Anthony Kipkoske Kimetto v Jackson Chelogoi [2012] KEHC 2086 (KLR)
Full Case Text
REPUBLIC OF KENYA
IN THE HIGH COURT OF KENYA AT NAKURU
CIVIL SUIT 97 OF 2008
ANTHONY KIPKOSKE KIMETTO..........................................................PLAINTIFF/RESPONDENT
VERSUS
JACKSON CHELOGOI.............................................................................DEFENDANT/APPLICANT
RULING
There are two applications being argued simultaneously. The Notice of Motion dated 1st November 2011 is made pursuant to the provisions of Order 2 Rule 15 (1) (b), (c) and (d) of the Civil Procedure Rules seeking that the plaintiff’s suit be dismissed with costs on grounds that the Respondent is no longer interested in the suit. The subject parcel CIS-MARA/ILMOTIOK/3992 is registered in the name of PRISCILLA CHEPKEMOI KIMETO and not the respondent and by dismissing this suit, valuable time for both the Judiciary and the parties, will be saved. The suit is described as scandalous, frivolous and vexatious.
It is supported by the affidavit sworn by the applicant in which he deposes that the land obviously does not belong to the Respondent, Title having issued to a the named PRISCILLA on 24/05/2011, then one month later, the Respondent decided to file suit. The filing of this suit is described as not being in good faith and this suit merits being dismissed.

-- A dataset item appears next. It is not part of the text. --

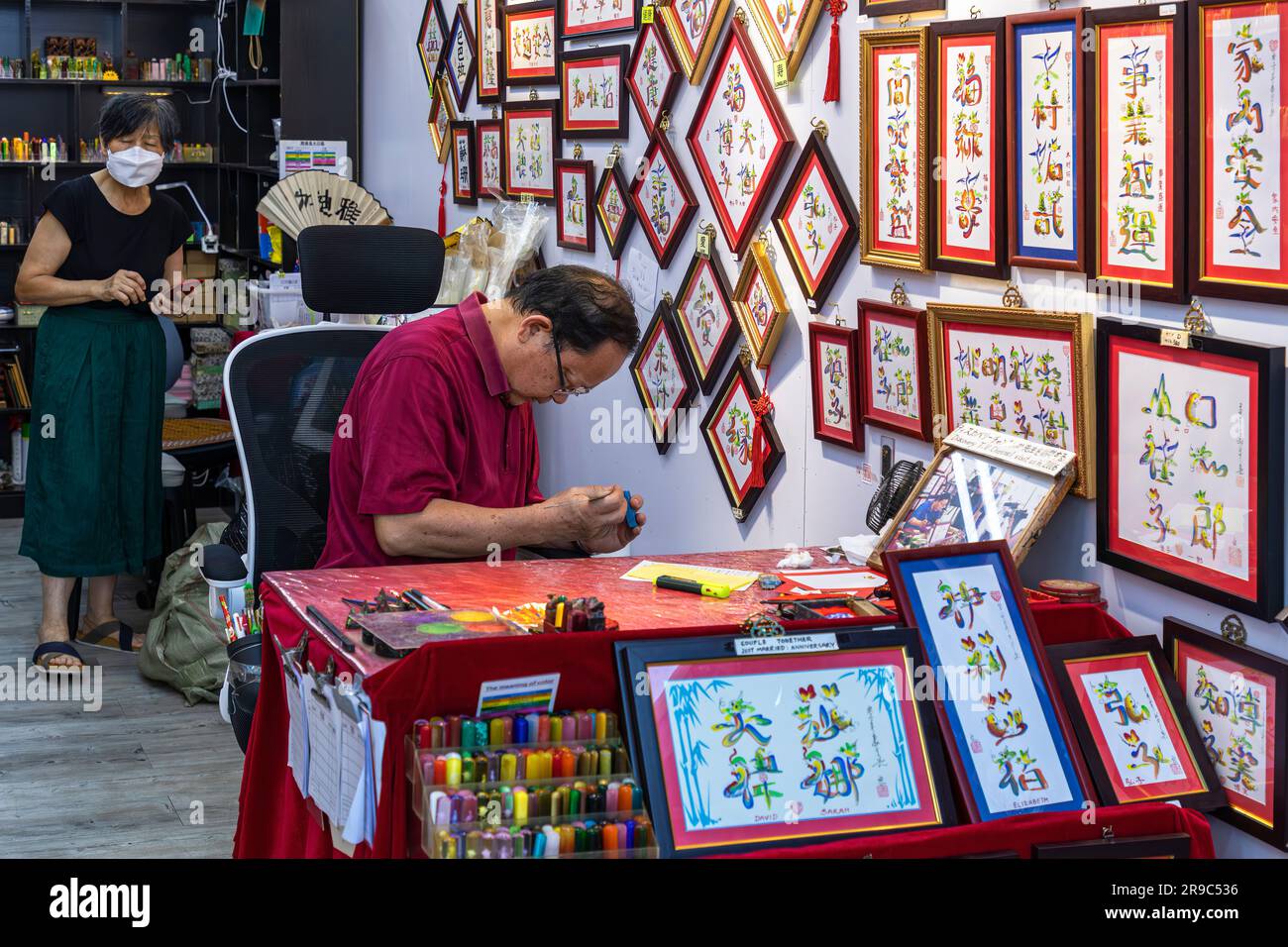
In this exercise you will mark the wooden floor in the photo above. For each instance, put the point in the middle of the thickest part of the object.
(120, 783)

The Respondent did not file any replying affidavit and/or grounds of opposition. The applicant’s counsel in his written submissions has urged this court to consider the application unopposed and grant the prayers sought.
With regard to the application dated 7/12/2011, the plaintiff seeks to be allowed to amend his plaint and the annexed amended plaint be deemed as properly filed. The application is supported by an affidavit sworn by the plaintiff’s advocate DAVID MONGERI who deposes that after taking instructions from the plaintiff, it has become necessary to amend the pleadings, and unless the amendment is allowed, the plaintiff will be prejudiced.
This application is opposed on grounds that an amendment will not cure the situation for a party who has lost interest in the suit. In any case, the plaintiff lost his cause of action, the moment Title was issued to PRISCILLA. It is contended that the application for amendment is intended to defeat the application seeking to striking out the suit. It is also argued that there is no evidence that plaintiff’s counsel has received further instructions, and in any case, an advocate representing a litigant should not swear and file affidavits on behalf of their clients.
The applications were disposed off by way of written submissions, with the plaintiff’s counsel arguing that the application dated 1st November 2011 is premature and is made under the wrong provisions of the law as Order 2 Rule 15(3) is only applicable to an originating summons and petitions and not an application such as this one. Further, that the land under reference has not changed and justice will be served better by allowing the application dated 7th December 2011 which seeks an amendment.
In any event the provisions of Article 159 (1) (d)of the Constitution is clear that justice shall be administered without undue regard to procedural technicalities so the objection should not stand. In any event, the amendment will not cause any prejudice to the defendant. This suit was filed in the year 2008, and although it has not proceeded to substantive hearing, from the record, the file had been active especially in the year 2009. However in the year 2011, there was total inaction on the part of the plaintiff and the only life breathed into the file was the application filed by the defendant to strike out the suit. It was that application that jolted the plaintiff into action by filing the application dated 7th December 2012 – I have no doubt that the application was intended to stall the prayers sought by the defendant. This late application does not explain why for the entire period between 18/11/2009 – 1/11/2011 the plaintiff did not take any steps to have the suit heard. If the 2nd plaintiff has instructed counsel to amend the pleadings to include her, then certainly this has not been satisfactorily explained to this court, since there isn’t even an instruction note or letter annexed and the only reasonable inference I can draw is that the plaintiff is patching up its case on account of the issues raised by the defendant in the application and supporting affidavit. I am not persuaded that the plaintiff has any real interest in this matter, other than just to make sure the matter remains in court so as to vex the defendant.
As a result of the aforegoing, I find that the application dated 07/11/2011 is made in bad faith and I disallow it – it is dismissed and costs shall be borne by the plaintiff. The notice of motion dated 1st November, 2011 has merit is allowed with costs to be borne by plaintiff/Respondent.
Delivered and dated this 21st day of September, 2012 at Nakuru.